Nick Hundley: Neither
Surprised by the mulligan? Don’t misunderstand me, Hundley is terrible — or at least he has been for the A’s and I don’t anticipate any big breakthroughs any time soon. But remember: Hundley was brought in strictly as insurance and had Chris Herrmann not succumbed to knee surgery most likely Hundley would have been DFA 3 weeks ago.
And I don’t at all begrudge the A’s not rushing Sean Murphy to the big leagues. His time will come, very very soon, but it doesn’t have to be in April. If what it takes to give Murphy exactly the time he needs is to endure Hundley for a couple months, I can live with that. It was supposed to be Herrmann-Phegley anyway.
Robbie Grossman: Chaff
I never understood the Grossman signing, which happened when Nick Martini was healthy. The A’s may have internal metrics that say “Even though Grossman has batted much better right handed throughout his career, he’s actually super terrific from the left side.” My advice to the A’s would be to shred those reports and fire the reporter, because Grossman hits exactly like a guy who slugs .351 while playing below average defense.

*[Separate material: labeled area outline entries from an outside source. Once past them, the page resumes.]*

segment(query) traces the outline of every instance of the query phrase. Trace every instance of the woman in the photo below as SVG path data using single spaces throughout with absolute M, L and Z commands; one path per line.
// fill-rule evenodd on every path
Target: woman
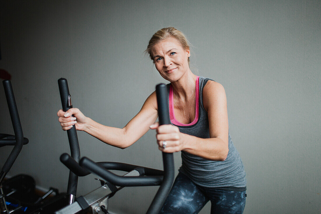
M 58 111 L 62 129 L 74 124 L 107 144 L 122 148 L 149 129 L 156 131 L 159 149 L 181 151 L 182 166 L 161 213 L 196 213 L 209 200 L 211 213 L 242 213 L 245 202 L 244 168 L 230 136 L 226 98 L 220 84 L 194 74 L 188 43 L 173 27 L 155 33 L 146 50 L 168 85 L 172 125 L 159 126 L 155 92 L 123 129 L 104 126 L 78 109 Z M 75 117 L 70 117 L 74 114 Z

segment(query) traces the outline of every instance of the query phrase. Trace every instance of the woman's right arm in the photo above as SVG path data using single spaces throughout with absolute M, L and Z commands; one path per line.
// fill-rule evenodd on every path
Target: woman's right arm
M 73 114 L 74 117 L 71 117 Z M 158 117 L 156 93 L 147 98 L 139 112 L 122 129 L 104 126 L 85 116 L 76 108 L 57 113 L 64 130 L 74 124 L 77 130 L 84 131 L 102 142 L 121 148 L 133 144 L 147 132 Z

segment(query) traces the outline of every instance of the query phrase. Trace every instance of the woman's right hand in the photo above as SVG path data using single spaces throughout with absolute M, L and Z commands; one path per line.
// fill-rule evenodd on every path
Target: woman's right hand
M 72 116 L 73 114 L 74 117 Z M 57 113 L 57 115 L 59 117 L 58 120 L 63 130 L 65 131 L 70 129 L 74 125 L 76 127 L 76 130 L 84 131 L 86 129 L 88 118 L 78 109 L 70 109 L 65 112 L 62 109 L 60 109 Z

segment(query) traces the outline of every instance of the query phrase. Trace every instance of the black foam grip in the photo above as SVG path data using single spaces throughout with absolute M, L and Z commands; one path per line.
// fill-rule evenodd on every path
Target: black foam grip
M 160 125 L 170 124 L 166 85 L 159 84 L 156 86 L 158 117 Z M 163 182 L 149 206 L 147 213 L 158 213 L 160 211 L 174 182 L 174 168 L 172 153 L 163 152 L 163 163 L 164 175 Z
M 63 110 L 64 111 L 66 111 L 69 109 L 68 105 L 68 97 L 70 95 L 67 80 L 64 78 L 60 78 L 58 80 L 58 85 L 59 86 L 59 91 L 60 92 Z M 72 116 L 73 116 L 74 115 Z M 71 157 L 77 162 L 79 162 L 80 159 L 80 150 L 75 126 L 73 126 L 72 128 L 67 130 L 67 133 L 70 147 Z M 69 173 L 68 181 L 68 187 L 67 189 L 68 194 L 76 195 L 78 182 L 78 176 L 71 171 Z
M 16 141 L 14 147 L 2 167 L 2 171 L 7 173 L 22 148 L 23 145 L 23 134 L 11 83 L 10 80 L 4 80 L 2 83 L 8 103 L 8 107 L 9 108 Z

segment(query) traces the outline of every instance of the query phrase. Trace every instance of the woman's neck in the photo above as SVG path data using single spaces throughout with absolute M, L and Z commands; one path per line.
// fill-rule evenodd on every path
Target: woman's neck
M 171 83 L 175 96 L 180 100 L 187 100 L 195 96 L 197 77 L 190 70 L 178 80 Z

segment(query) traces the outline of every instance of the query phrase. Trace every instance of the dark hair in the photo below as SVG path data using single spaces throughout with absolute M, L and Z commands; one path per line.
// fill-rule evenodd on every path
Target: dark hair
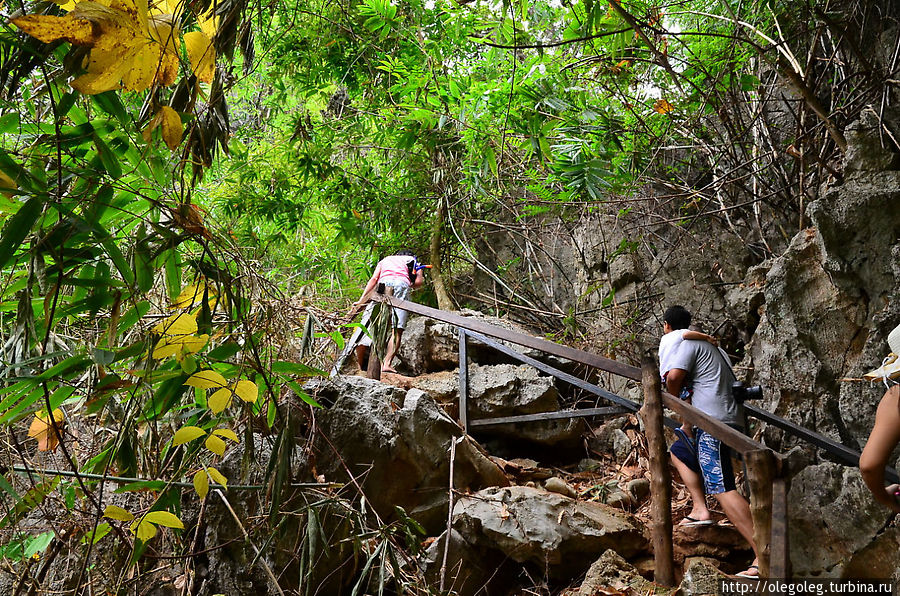
M 663 314 L 663 321 L 673 330 L 687 329 L 691 326 L 691 313 L 683 306 L 670 306 Z

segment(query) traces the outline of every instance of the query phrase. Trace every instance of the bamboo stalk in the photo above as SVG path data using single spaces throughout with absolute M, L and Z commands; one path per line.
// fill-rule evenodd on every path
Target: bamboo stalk
M 772 554 L 772 483 L 775 479 L 775 454 L 758 449 L 744 454 L 747 480 L 750 482 L 750 515 L 753 517 L 753 542 L 759 557 L 760 577 L 770 574 Z
M 644 406 L 640 410 L 650 455 L 650 541 L 655 562 L 654 580 L 664 586 L 675 585 L 672 547 L 672 478 L 663 434 L 662 392 L 659 368 L 651 356 L 641 363 Z

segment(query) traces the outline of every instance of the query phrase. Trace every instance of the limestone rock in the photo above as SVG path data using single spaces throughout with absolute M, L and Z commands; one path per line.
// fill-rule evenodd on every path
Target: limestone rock
M 453 527 L 470 544 L 497 549 L 562 578 L 584 573 L 595 553 L 606 549 L 631 557 L 647 548 L 631 515 L 524 486 L 488 488 L 461 498 L 453 509 Z
M 871 107 L 863 109 L 860 119 L 847 126 L 844 131 L 847 139 L 845 173 L 896 169 L 898 155 L 882 147 L 880 131 L 878 114 Z
M 636 502 L 640 503 L 650 494 L 650 481 L 646 478 L 629 480 L 625 490 Z
M 564 495 L 572 499 L 578 496 L 578 493 L 575 492 L 575 489 L 572 488 L 569 483 L 558 476 L 547 478 L 547 480 L 544 481 L 544 488 L 551 493 L 557 493 L 559 495 Z
M 712 559 L 691 557 L 684 564 L 681 590 L 685 596 L 718 594 L 719 580 L 726 577 Z
M 675 592 L 672 588 L 665 588 L 647 581 L 616 551 L 608 550 L 588 569 L 576 596 L 608 594 L 611 590 L 625 594 L 673 594 Z
M 897 532 L 884 532 L 892 517 L 872 499 L 859 470 L 833 463 L 802 470 L 791 481 L 788 498 L 794 573 L 798 577 L 849 577 L 851 572 L 886 577 L 867 571 L 890 569 L 893 574 L 900 568 L 900 551 L 890 551 Z
M 738 559 L 740 564 L 750 564 L 753 550 L 740 532 L 731 525 L 681 526 L 679 520 L 673 528 L 675 560 L 686 561 L 691 557 L 710 557 L 720 561 Z
M 417 389 L 403 391 L 361 377 L 312 381 L 307 391 L 333 402 L 316 415 L 319 473 L 346 482 L 349 468 L 386 519 L 400 506 L 426 529 L 446 522 L 450 441 L 462 431 L 434 400 Z M 507 484 L 469 438 L 457 447 L 454 474 L 457 490 Z
M 429 545 L 420 557 L 419 566 L 430 586 L 441 585 L 441 568 L 444 550 L 447 550 L 447 566 L 444 572 L 444 588 L 457 596 L 502 596 L 509 593 L 514 569 L 505 557 L 495 550 L 479 549 L 466 542 L 462 535 L 451 529 L 445 531 Z

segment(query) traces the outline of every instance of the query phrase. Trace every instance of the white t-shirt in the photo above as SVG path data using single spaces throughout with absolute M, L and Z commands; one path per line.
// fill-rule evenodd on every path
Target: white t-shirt
M 726 424 L 743 424 L 743 408 L 734 400 L 734 373 L 728 355 L 709 342 L 687 340 L 678 345 L 671 368 L 687 372 L 693 382 L 695 408 Z
M 672 359 L 678 346 L 684 341 L 684 332 L 687 329 L 669 331 L 659 338 L 659 375 L 665 380 L 666 373 L 672 370 Z

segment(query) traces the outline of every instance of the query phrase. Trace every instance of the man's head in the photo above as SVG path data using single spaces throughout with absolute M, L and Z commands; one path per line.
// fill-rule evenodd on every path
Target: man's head
M 663 322 L 668 324 L 672 331 L 687 329 L 691 326 L 691 313 L 683 306 L 670 306 L 663 313 Z

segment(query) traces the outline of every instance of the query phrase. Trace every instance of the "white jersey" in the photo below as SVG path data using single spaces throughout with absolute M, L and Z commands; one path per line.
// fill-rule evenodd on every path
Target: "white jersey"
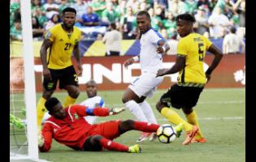
M 163 68 L 163 58 L 158 54 L 157 47 L 159 40 L 165 40 L 158 32 L 150 28 L 142 34 L 140 40 L 140 64 L 141 72 L 157 73 Z
M 88 98 L 85 100 L 84 100 L 80 104 L 87 106 L 90 109 L 93 109 L 95 107 L 95 104 L 98 104 L 99 107 L 104 107 L 105 106 L 105 101 L 102 97 L 101 96 L 93 96 L 92 98 Z M 89 124 L 94 124 L 96 122 L 98 117 L 94 116 L 86 116 L 85 117 L 85 119 L 89 122 Z

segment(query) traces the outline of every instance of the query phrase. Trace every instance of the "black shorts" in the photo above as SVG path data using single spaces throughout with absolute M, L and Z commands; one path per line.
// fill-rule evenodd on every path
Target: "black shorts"
M 202 90 L 203 87 L 183 87 L 176 83 L 161 96 L 160 101 L 167 107 L 191 109 L 197 104 Z
M 103 147 L 101 146 L 101 144 L 99 143 L 95 143 L 93 144 L 91 142 L 91 139 L 92 136 L 87 138 L 87 139 L 84 143 L 83 150 L 90 151 L 102 151 Z
M 45 79 L 43 86 L 47 91 L 56 89 L 57 82 L 59 80 L 59 88 L 62 89 L 66 85 L 75 85 L 78 87 L 78 76 L 73 66 L 64 69 L 49 69 L 52 80 Z

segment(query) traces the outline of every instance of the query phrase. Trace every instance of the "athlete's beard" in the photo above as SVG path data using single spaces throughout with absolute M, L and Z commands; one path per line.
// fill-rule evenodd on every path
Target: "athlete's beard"
M 69 27 L 69 26 L 67 26 L 67 24 L 65 24 L 64 23 L 63 23 L 63 26 L 64 26 L 64 28 L 66 28 L 66 29 L 72 29 L 72 28 L 73 28 L 73 26 L 74 26 L 74 24 L 75 23 L 73 23 L 71 27 Z

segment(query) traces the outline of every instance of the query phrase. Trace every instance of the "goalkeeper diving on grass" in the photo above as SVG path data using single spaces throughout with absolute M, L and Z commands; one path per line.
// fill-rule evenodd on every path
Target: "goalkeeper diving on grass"
M 124 108 L 94 108 L 73 104 L 63 108 L 55 97 L 48 99 L 45 104 L 51 115 L 38 134 L 38 147 L 40 151 L 49 151 L 51 148 L 52 139 L 78 151 L 109 151 L 141 153 L 141 147 L 138 145 L 131 147 L 112 141 L 122 134 L 137 130 L 144 132 L 156 132 L 159 125 L 132 120 L 115 120 L 99 124 L 89 124 L 84 117 L 106 117 L 115 115 L 123 112 Z M 180 133 L 181 126 L 175 127 Z

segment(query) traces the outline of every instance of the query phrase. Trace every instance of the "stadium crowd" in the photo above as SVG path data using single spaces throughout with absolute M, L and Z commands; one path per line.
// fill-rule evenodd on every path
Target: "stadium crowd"
M 11 0 L 10 36 L 22 40 L 20 0 Z M 152 28 L 173 45 L 177 45 L 176 16 L 190 13 L 196 18 L 194 31 L 208 38 L 224 38 L 231 28 L 244 39 L 245 36 L 245 0 L 32 0 L 32 23 L 35 40 L 42 40 L 46 32 L 62 22 L 62 11 L 72 6 L 77 11 L 76 26 L 109 27 L 116 23 L 123 39 L 138 36 L 136 14 L 147 11 Z M 107 30 L 106 30 L 107 31 Z M 106 32 L 84 33 L 84 40 L 98 40 Z

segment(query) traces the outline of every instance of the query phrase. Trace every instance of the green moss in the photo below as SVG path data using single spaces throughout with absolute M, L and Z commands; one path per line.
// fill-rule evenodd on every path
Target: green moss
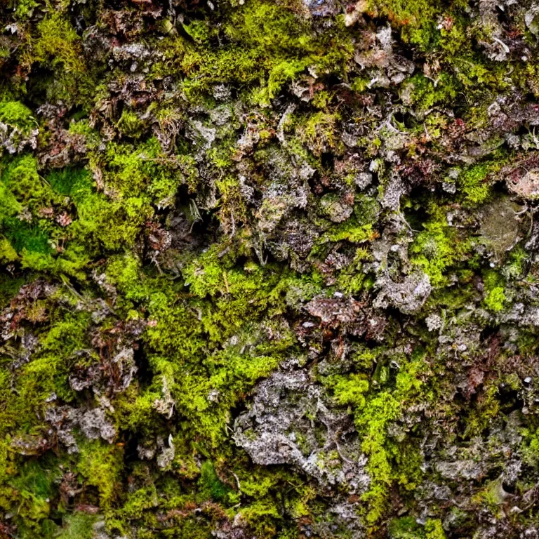
M 91 539 L 92 527 L 97 517 L 81 512 L 68 515 L 62 523 L 61 531 L 55 534 L 59 539 Z
M 44 18 L 38 24 L 37 30 L 39 36 L 33 49 L 36 60 L 50 61 L 53 66 L 61 62 L 67 72 L 84 71 L 80 37 L 58 11 Z
M 86 441 L 81 447 L 77 471 L 86 484 L 95 487 L 104 508 L 110 506 L 121 490 L 123 458 L 121 447 L 100 440 Z
M 484 202 L 491 194 L 488 173 L 492 168 L 486 164 L 474 165 L 459 176 L 459 185 L 463 189 L 464 200 L 471 204 Z

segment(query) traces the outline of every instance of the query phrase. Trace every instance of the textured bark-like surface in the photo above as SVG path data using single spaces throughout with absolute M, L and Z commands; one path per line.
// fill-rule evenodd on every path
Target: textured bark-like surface
M 539 539 L 539 4 L 0 2 L 0 538 Z

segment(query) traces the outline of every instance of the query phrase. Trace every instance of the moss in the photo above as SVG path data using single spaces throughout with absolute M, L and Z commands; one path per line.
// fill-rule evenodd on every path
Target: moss
M 81 54 L 80 37 L 60 13 L 54 11 L 37 25 L 39 36 L 34 46 L 35 58 L 62 64 L 67 72 L 82 72 L 85 66 Z
M 97 517 L 81 512 L 67 516 L 62 523 L 59 533 L 55 534 L 60 539 L 91 539 L 93 526 Z
M 121 490 L 124 451 L 117 445 L 104 441 L 87 441 L 81 447 L 77 471 L 86 484 L 94 486 L 99 503 L 104 508 L 110 506 Z
M 0 101 L 0 121 L 26 133 L 37 126 L 32 111 L 20 101 Z

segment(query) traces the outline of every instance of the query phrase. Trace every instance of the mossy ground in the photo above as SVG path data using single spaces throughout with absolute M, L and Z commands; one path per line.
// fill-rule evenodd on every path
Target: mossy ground
M 535 537 L 537 15 L 486 4 L 4 2 L 0 535 Z M 364 492 L 234 443 L 291 359 Z

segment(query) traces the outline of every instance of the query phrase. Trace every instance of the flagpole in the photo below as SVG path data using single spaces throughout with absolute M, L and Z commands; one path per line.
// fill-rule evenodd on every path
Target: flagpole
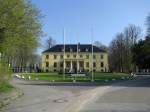
M 78 70 L 79 70 L 78 55 L 79 55 L 79 46 L 78 46 L 78 39 L 77 39 L 77 76 L 78 76 Z
M 63 79 L 65 80 L 65 50 L 66 50 L 66 47 L 65 47 L 65 39 L 66 39 L 66 37 L 65 37 L 66 35 L 65 35 L 65 28 L 63 29 L 63 41 L 64 41 L 64 55 L 63 55 Z
M 92 44 L 92 82 L 94 81 L 94 74 L 93 74 L 93 28 L 91 29 L 91 44 Z

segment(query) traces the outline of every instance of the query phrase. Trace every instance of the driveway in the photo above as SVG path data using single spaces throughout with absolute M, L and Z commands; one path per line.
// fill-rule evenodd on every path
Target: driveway
M 80 112 L 150 112 L 150 78 L 112 84 L 86 102 Z
M 23 90 L 24 96 L 2 108 L 1 112 L 70 112 L 80 100 L 95 86 L 42 81 L 13 79 L 16 87 Z
M 13 79 L 25 95 L 0 112 L 150 112 L 150 78 L 115 83 Z

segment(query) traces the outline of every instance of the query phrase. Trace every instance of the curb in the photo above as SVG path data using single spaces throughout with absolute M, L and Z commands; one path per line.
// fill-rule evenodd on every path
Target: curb
M 2 101 L 0 101 L 0 109 L 10 104 L 11 101 L 16 100 L 17 98 L 24 95 L 23 91 L 21 91 L 20 89 L 16 89 L 16 91 L 17 91 L 16 95 L 4 98 Z

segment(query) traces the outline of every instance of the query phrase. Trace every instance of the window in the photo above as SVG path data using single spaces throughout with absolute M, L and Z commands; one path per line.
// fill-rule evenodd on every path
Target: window
M 73 57 L 76 58 L 76 55 L 74 54 Z
M 82 58 L 83 57 L 83 55 L 80 55 L 80 58 Z
M 69 58 L 69 57 L 70 57 L 70 55 L 68 54 L 68 55 L 67 55 L 67 58 Z
M 56 69 L 54 69 L 54 72 L 56 72 L 57 70 Z
M 46 72 L 48 72 L 48 69 L 46 69 Z
M 60 63 L 60 67 L 63 67 L 63 62 Z
M 63 57 L 64 57 L 63 55 L 60 55 L 60 58 L 61 58 L 61 59 L 63 59 Z
M 89 59 L 89 55 L 86 55 L 86 58 Z
M 104 67 L 104 63 L 103 62 L 101 62 L 101 67 Z
M 85 50 L 86 52 L 88 52 L 88 49 L 86 48 L 86 50 Z
M 54 59 L 57 59 L 57 55 L 54 55 Z
M 54 67 L 55 67 L 55 68 L 57 67 L 57 63 L 56 63 L 56 62 L 54 62 Z
M 89 67 L 89 62 L 86 62 L 86 67 Z
M 46 62 L 46 67 L 49 67 L 49 62 Z
M 93 62 L 93 67 L 96 67 L 96 63 L 95 62 Z
M 93 55 L 93 59 L 96 59 L 96 55 Z
M 46 55 L 46 59 L 49 59 L 49 55 Z
M 104 58 L 104 55 L 103 54 L 101 54 L 101 59 L 103 59 Z

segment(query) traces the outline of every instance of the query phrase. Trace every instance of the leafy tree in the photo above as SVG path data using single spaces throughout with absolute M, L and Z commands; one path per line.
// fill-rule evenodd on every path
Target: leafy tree
M 28 0 L 0 4 L 0 52 L 12 66 L 26 66 L 39 45 L 42 15 Z

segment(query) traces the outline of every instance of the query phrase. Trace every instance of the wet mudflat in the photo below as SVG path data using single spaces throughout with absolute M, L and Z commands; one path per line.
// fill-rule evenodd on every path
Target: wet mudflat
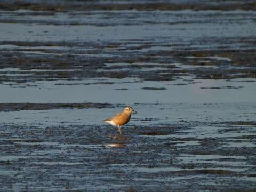
M 256 4 L 195 2 L 1 3 L 1 190 L 254 191 Z

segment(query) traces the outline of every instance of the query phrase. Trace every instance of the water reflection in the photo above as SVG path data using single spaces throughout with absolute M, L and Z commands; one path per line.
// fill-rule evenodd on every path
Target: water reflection
M 115 148 L 123 148 L 126 146 L 125 144 L 123 143 L 110 143 L 105 145 L 104 147 L 115 147 Z

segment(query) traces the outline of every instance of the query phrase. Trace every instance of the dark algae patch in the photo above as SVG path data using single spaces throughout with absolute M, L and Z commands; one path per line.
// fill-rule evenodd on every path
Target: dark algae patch
M 53 109 L 87 109 L 114 107 L 115 105 L 99 103 L 0 103 L 0 111 L 13 111 L 22 110 L 49 110 Z
M 154 90 L 154 91 L 161 91 L 161 90 L 165 90 L 166 88 L 165 87 L 145 87 L 141 88 L 141 89 L 145 90 Z

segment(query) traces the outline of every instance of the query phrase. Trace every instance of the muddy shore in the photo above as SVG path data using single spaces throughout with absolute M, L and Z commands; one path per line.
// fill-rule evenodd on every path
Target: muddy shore
M 0 191 L 255 191 L 255 9 L 2 1 Z

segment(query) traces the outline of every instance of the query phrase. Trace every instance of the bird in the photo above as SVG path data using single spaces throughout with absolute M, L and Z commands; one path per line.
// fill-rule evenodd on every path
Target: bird
M 122 126 L 129 122 L 132 113 L 137 113 L 137 112 L 133 110 L 132 107 L 127 106 L 123 111 L 116 114 L 107 119 L 103 120 L 103 121 L 113 126 L 117 126 L 117 130 L 118 130 L 120 135 L 123 136 Z

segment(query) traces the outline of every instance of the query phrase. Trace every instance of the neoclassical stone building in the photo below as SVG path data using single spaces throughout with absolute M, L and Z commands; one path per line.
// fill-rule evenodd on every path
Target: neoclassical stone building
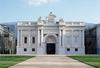
M 56 20 L 50 14 L 36 22 L 17 23 L 17 54 L 85 54 L 84 22 Z

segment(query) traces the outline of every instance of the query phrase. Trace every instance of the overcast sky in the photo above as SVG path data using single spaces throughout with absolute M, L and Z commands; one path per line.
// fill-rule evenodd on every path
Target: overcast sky
M 0 23 L 37 21 L 49 12 L 65 21 L 100 23 L 100 0 L 0 0 Z

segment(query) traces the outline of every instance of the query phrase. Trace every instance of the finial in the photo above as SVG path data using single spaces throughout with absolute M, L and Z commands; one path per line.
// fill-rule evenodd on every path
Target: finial
M 38 21 L 41 21 L 41 16 L 38 18 Z

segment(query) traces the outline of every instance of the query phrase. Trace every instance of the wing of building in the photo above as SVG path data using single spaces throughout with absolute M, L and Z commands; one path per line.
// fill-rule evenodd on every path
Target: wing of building
M 50 14 L 38 21 L 17 23 L 17 54 L 85 54 L 84 22 L 56 20 Z

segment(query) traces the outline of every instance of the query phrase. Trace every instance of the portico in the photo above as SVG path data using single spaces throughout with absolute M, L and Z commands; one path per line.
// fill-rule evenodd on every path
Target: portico
M 51 12 L 46 19 L 17 23 L 17 54 L 85 54 L 84 22 L 56 20 Z

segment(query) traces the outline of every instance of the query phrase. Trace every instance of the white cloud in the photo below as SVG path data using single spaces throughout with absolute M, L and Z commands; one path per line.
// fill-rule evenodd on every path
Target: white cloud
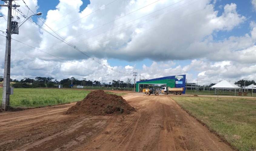
M 125 68 L 127 69 L 132 70 L 133 69 L 133 67 L 132 66 L 130 66 L 129 65 L 128 65 L 125 67 Z

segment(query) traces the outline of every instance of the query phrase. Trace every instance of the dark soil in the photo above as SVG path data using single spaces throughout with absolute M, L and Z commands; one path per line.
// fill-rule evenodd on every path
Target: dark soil
M 82 101 L 68 109 L 66 113 L 104 115 L 128 114 L 135 111 L 121 96 L 99 90 L 91 92 Z
M 13 108 L 12 107 L 10 107 L 8 111 L 11 111 L 11 112 L 17 112 L 18 111 L 23 111 L 24 109 L 21 108 Z

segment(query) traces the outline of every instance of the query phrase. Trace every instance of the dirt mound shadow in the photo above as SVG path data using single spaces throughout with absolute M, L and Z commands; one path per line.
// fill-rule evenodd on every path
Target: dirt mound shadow
M 108 94 L 102 90 L 91 92 L 66 112 L 68 114 L 94 115 L 129 114 L 135 109 L 121 96 Z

Here’s what is so confounding. OK, maybe you privately believe Martini’s 2018 season was a fluke. He still put up a .397 OBP and maybe should have a chance to show what he can do, but even if he’s not grata — or as it turns out, hurt — in Chad Pinder and Dustin Fowler you have two LFers whose defense is so much better than Grossman’s they will probably provide as much value no matter how they hit. And both have some real offensive upside.
Now, you have a weird platoon in which Grossman sits against the very pitchers he has dominated in his career (.376 OBP against LHPs), neither Pinder nor Canha can get into any sort of groove, and despite hitting .300 so far this season Pinder has gotten only 60 at bats.
That’s how I see it. The fact that we are talking about 32% of the current active roster, and that more than half are decisions that were a bit baffling even before the A’s took off for Tokyo, is a tad troubling. On the plus side, Bassitt is starting Monday, Mengden available anytime, Murphy should be up soon, Luzardo, Cotton, Manaea in the not-too-distant future, and so on. Matt Olson cannot return fast enough.
Stay afloat, Oakland, because a much better roster should be in place over the coming weeks. Even if one could argue that much of it could have been in place weeks ago.